Wednesday, December 23, 2020

Negro Leagues drawn from 10 percent of the population. How can their teams be as good as the white major league teams?

1940 census: 89.8% white, 9.8% black

Common sense says they can't. Then why has Major League Baseball (MLB) recently declared that the Negro Leagues 1920-1948 were major leagues? Let's leave reasons aside and consider some basics and consider the middle decade of those 29 years. As far as we know, the Negro Leagues were composed only of players who were U.S. black men and some dark skinned men from Spanish speaking countries like Cuba who could not pass for white in MLB. In other words, there were no white players in the Negro Leagues.

Because of the great economic depression of the 1930s, which impacted all U.S. citizens, baseball players, white and black, would have had similar drive and motives for playing ball. Whites had not yet been drawn into World War II, so the decade of the 1930s is a good time to consider. The percent of foreign born MLB players was very low in the 1930s.

The black players were precluded from playing in "organized" leagues, including the two major, or best, leagues: the older National (senior circuit) and American (junior circuit). There was even a pecking order for them.

Some blacks had played in the 1800s but since the two major leagues achieved dominance in the early 1900s, it just wasn't done. Blacks were excluded until 1946 when the Dodgers assigned Jackie Robinson to play for its AAA team in Montreal. The handwriting was on the wall. In the first year after WWII, a black man was playing in one of the white "organized" leagues. Robinson performed well in 1946 and was promoted to the Brooklyn club of the NL in 1947. History.

That was 73 years ago.

We are now told something that very few baseball fans knew: a panel of experts in 1968 decided to declare that some old defunct leagues to be major leagues. 

MLB to include Negro leagues. Did Babe Ruth face Satchel Paige? Friday, December 18, 2020

“long overdue recognition" ...

"SABR (Society of American Baseball Research) has put together a group of experts to determine which Negro Leagues should be recognized by the organization as major."

MLB has chosen to rush to judgement and rely on its Elias Sports Bureau ...

Was there criteria for classifying a league as major, including:

Federal League 1914-1915
American Association 1882-1891
Players League 1890
Union Association 1884
National Association 1871-1875?

Was it recently applied to the Negro Leagues?

_________________

Since the overwhelming majority of baseball fans knew very little, if anything, about those five declared major leagues above and could care less, one wonders why MLB used the phrase “long overdue recognition" to explain its adding seven Negro Leagues to this mysterious list, as if the omission was some gross oversight or worse.
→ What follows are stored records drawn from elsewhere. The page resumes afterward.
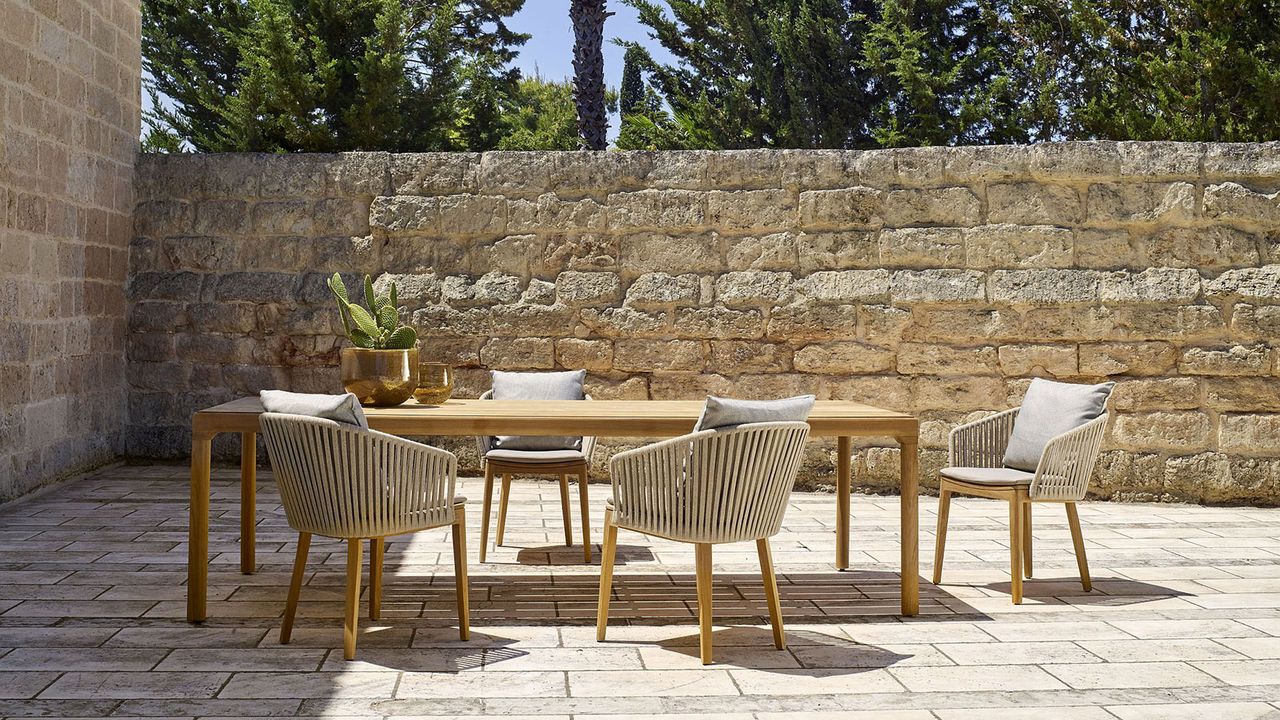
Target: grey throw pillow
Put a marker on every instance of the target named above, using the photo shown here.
(1048, 410)
(538, 386)
(727, 413)
(338, 408)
An oversight about something unknown? Here are those seven new major leagues:

Negro National League (I) (1920-31)
Eastern Colored League (1923-28)
American Negro League (1929)
East-West League (1932)
Negro Southern League (1932)
Negro National League (II) (1933-48)
Negro American League (1937-48)

The real problem isn't the simple designation, which seems odd, but the goal of combining statistics, because the stats for the Negro Leagues are incomplete and unlikely to be determined 72-100 years after the fact.
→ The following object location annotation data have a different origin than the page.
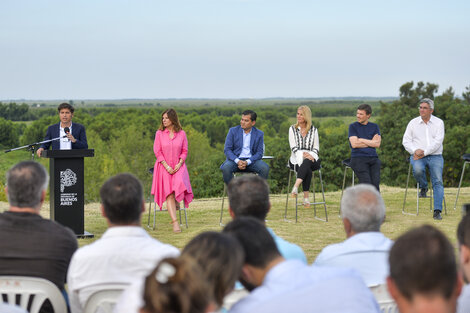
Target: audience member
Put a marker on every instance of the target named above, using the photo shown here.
(244, 148)
(125, 253)
(366, 248)
(423, 272)
(280, 285)
(248, 195)
(177, 285)
(32, 245)
(463, 237)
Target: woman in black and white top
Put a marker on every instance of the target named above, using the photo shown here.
(303, 141)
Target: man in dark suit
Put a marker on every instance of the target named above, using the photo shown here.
(244, 148)
(72, 136)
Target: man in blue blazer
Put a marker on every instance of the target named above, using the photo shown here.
(244, 148)
(72, 135)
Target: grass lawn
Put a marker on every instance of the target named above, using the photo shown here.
(311, 234)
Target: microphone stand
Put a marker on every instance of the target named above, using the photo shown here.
(32, 146)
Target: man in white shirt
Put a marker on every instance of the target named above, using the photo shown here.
(423, 272)
(366, 248)
(463, 238)
(423, 140)
(125, 253)
(280, 285)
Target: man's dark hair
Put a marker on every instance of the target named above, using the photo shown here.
(463, 231)
(25, 182)
(65, 105)
(121, 197)
(258, 244)
(251, 113)
(248, 195)
(422, 261)
(365, 107)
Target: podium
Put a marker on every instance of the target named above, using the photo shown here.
(67, 192)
MLB adds Negro Leagues to official records
By Anthony Castrovince @castrovince
December 16, 2020

Wade through it.

Here is the website that contains the data for the Negro Leagues:

http://www.seamheads.com/NegroLgs/

I've spent too much time this week trying to make sense of it. I determined that one of the more prominent teams, the Homestead Grays, played at least 100 league games between 1920-1948 only twice:

1947: 103
1943: 102

The white National and American Leagues usually played a regular season schedule of 154 games 1903-1960. In the 1930s the number of Grays games ranged from 80 in 1937 to 30 in 1934. Maybe they played more in 1934 but their record was 16-13-1. The games played in the 1920s were mostly single digit, based on the team record.

This data is some day going to be merged with MLB data?

Finally, back to the common sense issue of whether 10% can match 90%. Try to consider that with your head, not your heart.